Read the data from the files and load in a dataframe with the col and cell indicator

In [63]:
data = read_data('\\%s\\tables' % FLAGS.dataset, dict_target_cell,True)

...and enrich with the prediction:
* taking into account only entities of the suggected cta predicted class
* selecting the top entity retrieved by the lookupg
* selected the entity considering the cta and if no entity is in the cta classes default to the top one retieved

In [130]:
def allocate_entity(cell_value):
    try:
        return pred_cell_value[cell_value]
    except: pass
    
pred_cell_value = predict_dbp_cell_entity(cell_values, 1, True, True)
data['pred_entity_with_cta'] = data.apply (lambda row: allocate_entity(row.cell_value), axis=1)

pred_cell_value = predict_dbp_cell_entity(cell_values, 1, False)
data['pred_entity_without_cta'] = data.apply (lambda row: allocate_entity(row.cell_value), axis=1)

pred_cell_value = predict_dbp_cell_entity(cell_values, 1, True, False)
data['pred_entity_with_cta_withoutpartents'] = data.apply (lambda row: allocate_entity(row.cell_value), axis=1)

data['pred_entity_hybrid'] = data.apply(lambda row: row.pred_entity_with_cta if row.pred_entity_with_cta_withoutpartents is None else row.pred_entity_with_cta, axis = 1)

In [131]:
pred_cell_value = predict_dbp_cell_entity(cell_values, 1, True, False)
data['pred_entity_with_cta_withoutpartents'] = data.apply (lambda row: allocate_entity(row.cell_value), axis=1)

In [132]:
# pred_cell_value['Pekan District']

...and enrich with expected result

In [133]:
data['expected_entity'] = data.apply (lambda row: ground_truth[row.filename][row.column][row.cell], axis=1)

In [134]:
def evaluate_cea(data, approach):
    total = data.shape[0]
    total_annotated = 0
    found = 0

    for index, row in data.iterrows():
        try:
            if row[approach] in row.expected_entity:
                found += 1
            total_annotated +=1
        except:
            pass

    precision = found*100 / total_annotated
    recall = found*100 / total
    f1_score = (2 * precision * recall) / (precision + recall)

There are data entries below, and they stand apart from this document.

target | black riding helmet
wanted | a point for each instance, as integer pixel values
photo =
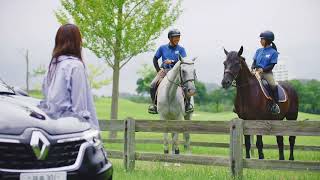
(173, 33)
(268, 35)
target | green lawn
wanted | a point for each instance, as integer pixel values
(156, 170)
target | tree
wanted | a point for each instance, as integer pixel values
(96, 78)
(147, 74)
(38, 72)
(117, 30)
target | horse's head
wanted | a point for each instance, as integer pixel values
(188, 76)
(232, 67)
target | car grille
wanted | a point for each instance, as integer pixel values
(21, 156)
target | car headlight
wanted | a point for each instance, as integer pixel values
(91, 136)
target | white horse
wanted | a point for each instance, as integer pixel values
(178, 82)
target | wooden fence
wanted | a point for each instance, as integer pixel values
(235, 128)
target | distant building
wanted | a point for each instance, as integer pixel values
(280, 71)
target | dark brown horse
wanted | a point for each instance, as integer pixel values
(251, 104)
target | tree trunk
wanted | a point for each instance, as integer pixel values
(115, 95)
(27, 73)
(116, 69)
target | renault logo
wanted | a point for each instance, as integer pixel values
(40, 145)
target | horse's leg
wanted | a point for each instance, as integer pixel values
(280, 146)
(175, 143)
(165, 143)
(186, 136)
(248, 145)
(259, 145)
(292, 140)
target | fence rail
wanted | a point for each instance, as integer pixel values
(235, 128)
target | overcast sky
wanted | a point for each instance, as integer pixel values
(206, 26)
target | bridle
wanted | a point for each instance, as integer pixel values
(235, 76)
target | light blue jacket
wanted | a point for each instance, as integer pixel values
(66, 91)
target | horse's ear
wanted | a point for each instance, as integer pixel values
(194, 59)
(240, 51)
(180, 58)
(225, 51)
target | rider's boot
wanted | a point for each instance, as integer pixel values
(153, 107)
(275, 109)
(189, 107)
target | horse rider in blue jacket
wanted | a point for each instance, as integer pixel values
(170, 55)
(264, 61)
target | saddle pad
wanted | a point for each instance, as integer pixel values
(267, 90)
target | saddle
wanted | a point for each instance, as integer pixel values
(158, 83)
(267, 91)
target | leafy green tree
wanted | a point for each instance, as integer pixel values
(146, 73)
(117, 30)
(96, 77)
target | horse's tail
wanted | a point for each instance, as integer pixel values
(293, 110)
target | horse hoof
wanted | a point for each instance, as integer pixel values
(177, 164)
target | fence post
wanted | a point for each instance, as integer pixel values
(236, 141)
(129, 145)
(252, 143)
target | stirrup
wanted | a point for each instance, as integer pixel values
(152, 109)
(189, 110)
(275, 109)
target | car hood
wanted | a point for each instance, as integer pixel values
(17, 114)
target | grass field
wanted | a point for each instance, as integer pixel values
(156, 170)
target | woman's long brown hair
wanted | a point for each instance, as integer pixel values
(68, 42)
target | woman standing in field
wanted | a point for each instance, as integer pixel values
(65, 87)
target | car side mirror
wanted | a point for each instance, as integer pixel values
(20, 91)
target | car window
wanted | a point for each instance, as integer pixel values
(4, 88)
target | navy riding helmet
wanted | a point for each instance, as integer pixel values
(268, 35)
(173, 33)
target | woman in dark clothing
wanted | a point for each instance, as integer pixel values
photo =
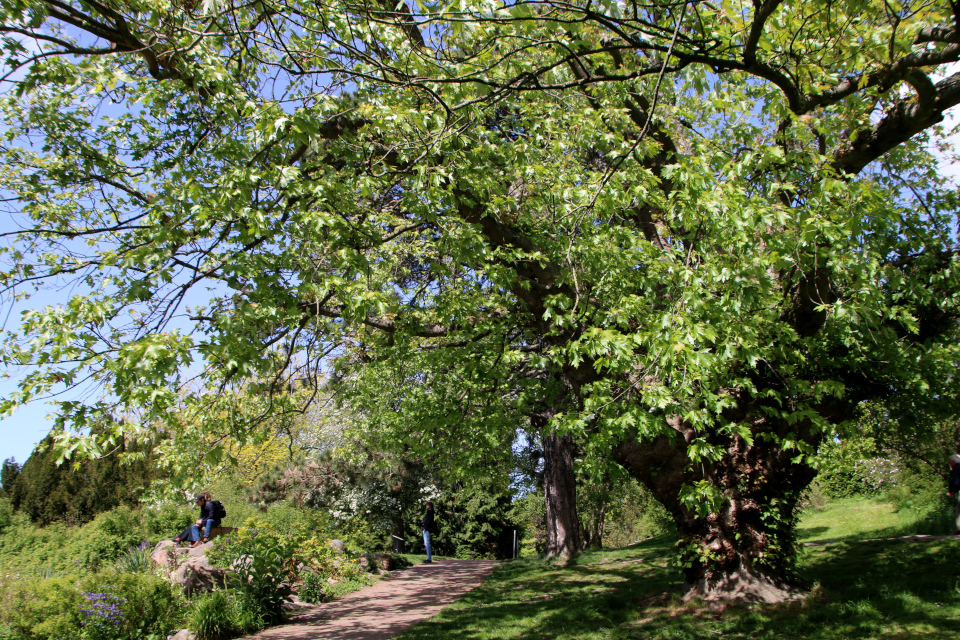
(428, 526)
(207, 520)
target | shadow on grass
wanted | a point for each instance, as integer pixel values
(860, 590)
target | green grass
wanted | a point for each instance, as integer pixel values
(859, 589)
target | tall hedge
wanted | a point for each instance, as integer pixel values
(76, 492)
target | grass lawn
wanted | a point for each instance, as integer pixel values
(859, 589)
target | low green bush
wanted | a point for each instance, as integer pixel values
(313, 588)
(136, 559)
(924, 501)
(101, 606)
(221, 615)
(210, 617)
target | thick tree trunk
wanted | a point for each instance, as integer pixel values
(592, 537)
(560, 488)
(742, 547)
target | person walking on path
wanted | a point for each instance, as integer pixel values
(429, 528)
(953, 490)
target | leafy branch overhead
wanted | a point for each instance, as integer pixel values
(686, 238)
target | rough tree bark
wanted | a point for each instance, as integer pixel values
(742, 550)
(560, 489)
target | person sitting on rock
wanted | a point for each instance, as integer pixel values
(208, 520)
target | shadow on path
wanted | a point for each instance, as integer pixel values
(387, 608)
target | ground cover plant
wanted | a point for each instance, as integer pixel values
(860, 589)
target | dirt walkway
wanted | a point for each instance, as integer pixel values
(387, 608)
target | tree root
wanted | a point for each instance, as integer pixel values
(745, 586)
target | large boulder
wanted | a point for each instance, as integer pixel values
(194, 552)
(196, 574)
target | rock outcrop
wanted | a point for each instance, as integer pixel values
(189, 567)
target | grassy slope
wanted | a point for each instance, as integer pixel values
(860, 589)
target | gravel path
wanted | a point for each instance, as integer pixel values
(387, 608)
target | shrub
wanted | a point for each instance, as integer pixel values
(221, 614)
(210, 617)
(166, 519)
(151, 604)
(34, 608)
(924, 500)
(313, 589)
(99, 606)
(136, 559)
(263, 562)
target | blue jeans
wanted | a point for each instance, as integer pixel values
(195, 530)
(426, 543)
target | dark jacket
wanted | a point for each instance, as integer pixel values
(427, 523)
(206, 511)
(955, 479)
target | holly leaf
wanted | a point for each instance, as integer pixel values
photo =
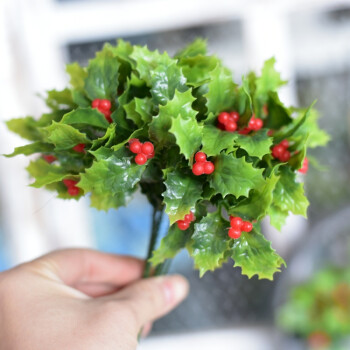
(270, 79)
(181, 105)
(215, 140)
(256, 145)
(87, 116)
(36, 147)
(289, 194)
(45, 173)
(64, 136)
(182, 193)
(235, 176)
(160, 72)
(253, 253)
(221, 90)
(171, 244)
(113, 175)
(257, 205)
(188, 135)
(209, 243)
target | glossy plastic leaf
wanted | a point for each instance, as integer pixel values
(253, 253)
(182, 192)
(235, 176)
(209, 243)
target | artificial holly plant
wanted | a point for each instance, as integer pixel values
(215, 156)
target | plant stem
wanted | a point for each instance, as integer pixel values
(157, 216)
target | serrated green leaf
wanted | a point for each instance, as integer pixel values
(209, 243)
(256, 145)
(221, 90)
(197, 47)
(45, 173)
(270, 80)
(64, 136)
(88, 116)
(102, 79)
(215, 140)
(257, 205)
(171, 244)
(253, 253)
(235, 176)
(181, 104)
(113, 175)
(36, 147)
(182, 193)
(289, 194)
(188, 135)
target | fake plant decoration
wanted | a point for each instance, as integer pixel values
(215, 156)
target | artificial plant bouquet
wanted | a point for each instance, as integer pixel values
(216, 157)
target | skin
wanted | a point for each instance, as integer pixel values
(82, 299)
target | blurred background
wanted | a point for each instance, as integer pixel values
(311, 42)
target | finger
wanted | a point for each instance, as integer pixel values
(151, 298)
(78, 266)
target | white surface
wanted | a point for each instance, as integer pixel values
(238, 339)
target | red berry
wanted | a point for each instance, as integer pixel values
(236, 223)
(235, 116)
(231, 126)
(73, 190)
(223, 117)
(246, 226)
(79, 147)
(140, 159)
(105, 105)
(95, 103)
(208, 168)
(198, 169)
(277, 151)
(234, 233)
(183, 225)
(147, 148)
(200, 157)
(49, 158)
(285, 156)
(284, 143)
(135, 147)
(69, 183)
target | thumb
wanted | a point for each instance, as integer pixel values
(151, 298)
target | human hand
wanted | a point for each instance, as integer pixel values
(81, 299)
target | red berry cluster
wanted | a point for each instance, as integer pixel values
(238, 226)
(202, 166)
(305, 166)
(104, 106)
(185, 223)
(281, 152)
(228, 121)
(73, 190)
(144, 151)
(49, 158)
(80, 148)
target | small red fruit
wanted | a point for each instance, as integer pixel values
(140, 159)
(246, 226)
(208, 168)
(79, 147)
(223, 117)
(183, 225)
(198, 169)
(135, 147)
(236, 223)
(234, 233)
(200, 157)
(147, 148)
(73, 190)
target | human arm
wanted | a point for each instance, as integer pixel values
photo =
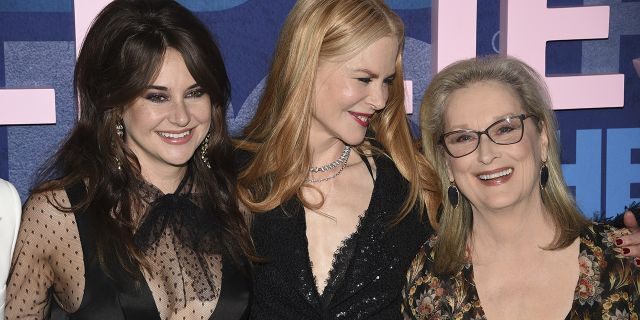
(630, 243)
(9, 226)
(47, 255)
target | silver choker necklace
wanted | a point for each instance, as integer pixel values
(343, 158)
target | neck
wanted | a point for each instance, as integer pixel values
(166, 178)
(325, 151)
(522, 227)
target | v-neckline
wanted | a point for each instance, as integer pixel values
(582, 277)
(339, 266)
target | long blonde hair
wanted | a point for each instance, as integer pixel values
(455, 225)
(278, 135)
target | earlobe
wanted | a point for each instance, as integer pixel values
(449, 172)
(544, 142)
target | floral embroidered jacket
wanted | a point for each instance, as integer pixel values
(607, 288)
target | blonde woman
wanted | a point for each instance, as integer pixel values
(328, 158)
(511, 242)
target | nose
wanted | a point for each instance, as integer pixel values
(486, 149)
(378, 96)
(180, 115)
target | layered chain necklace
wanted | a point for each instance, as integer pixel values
(340, 162)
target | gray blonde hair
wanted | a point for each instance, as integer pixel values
(455, 225)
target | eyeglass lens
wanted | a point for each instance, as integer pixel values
(506, 131)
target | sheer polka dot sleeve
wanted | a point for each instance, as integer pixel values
(48, 255)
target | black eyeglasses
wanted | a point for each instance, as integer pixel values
(460, 143)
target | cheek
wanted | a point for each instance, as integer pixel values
(202, 111)
(139, 116)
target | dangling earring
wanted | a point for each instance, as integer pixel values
(203, 151)
(120, 129)
(453, 194)
(120, 133)
(544, 175)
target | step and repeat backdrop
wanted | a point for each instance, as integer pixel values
(589, 51)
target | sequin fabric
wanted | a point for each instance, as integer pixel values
(48, 264)
(368, 269)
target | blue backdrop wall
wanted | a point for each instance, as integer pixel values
(601, 147)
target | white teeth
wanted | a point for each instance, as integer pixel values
(174, 135)
(495, 175)
(363, 118)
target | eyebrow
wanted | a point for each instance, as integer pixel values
(163, 88)
(372, 74)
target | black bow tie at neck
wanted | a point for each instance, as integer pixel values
(188, 223)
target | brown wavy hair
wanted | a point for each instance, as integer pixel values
(121, 55)
(278, 135)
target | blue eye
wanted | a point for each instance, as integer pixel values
(156, 97)
(195, 93)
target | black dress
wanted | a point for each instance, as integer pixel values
(368, 271)
(117, 295)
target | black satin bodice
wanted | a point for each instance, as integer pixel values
(119, 295)
(369, 268)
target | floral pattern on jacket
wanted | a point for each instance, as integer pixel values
(608, 284)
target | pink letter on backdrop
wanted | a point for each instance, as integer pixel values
(453, 31)
(27, 106)
(38, 106)
(527, 25)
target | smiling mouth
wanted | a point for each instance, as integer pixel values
(361, 118)
(495, 175)
(169, 135)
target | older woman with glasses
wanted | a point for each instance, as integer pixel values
(511, 242)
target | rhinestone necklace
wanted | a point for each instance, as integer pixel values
(341, 160)
(344, 164)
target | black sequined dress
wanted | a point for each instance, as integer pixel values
(368, 270)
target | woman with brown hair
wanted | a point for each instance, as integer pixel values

    return(precision, recall, f1_score)

(precision, recall, f1_score) = evaluate_cea(data, 'pred_entity_without_cta')
print(f"Precision: {precision}, recall: {recall} and f1_score: {f1_score}")

(precision, recall, f1_score) = evaluate_cea(data, 'pred_entity_with_cta')
print(f"Precision: {precision}, recall: {recall} and f1_score: {f1_score}")

(precision, recall, f1_score) = evaluate_cea(data, 'pred_entity_with_cta_withoutpartents')
print(f"Precision: {precision}, recall: {recall} and f1_score: {f1_score}")


(precision, recall, f1_score) = evaluate_cea(data, 'pred_entity_hybrid')
print(f"Precision: {precision}, recall: {recall} and f1_score: {f1_score}")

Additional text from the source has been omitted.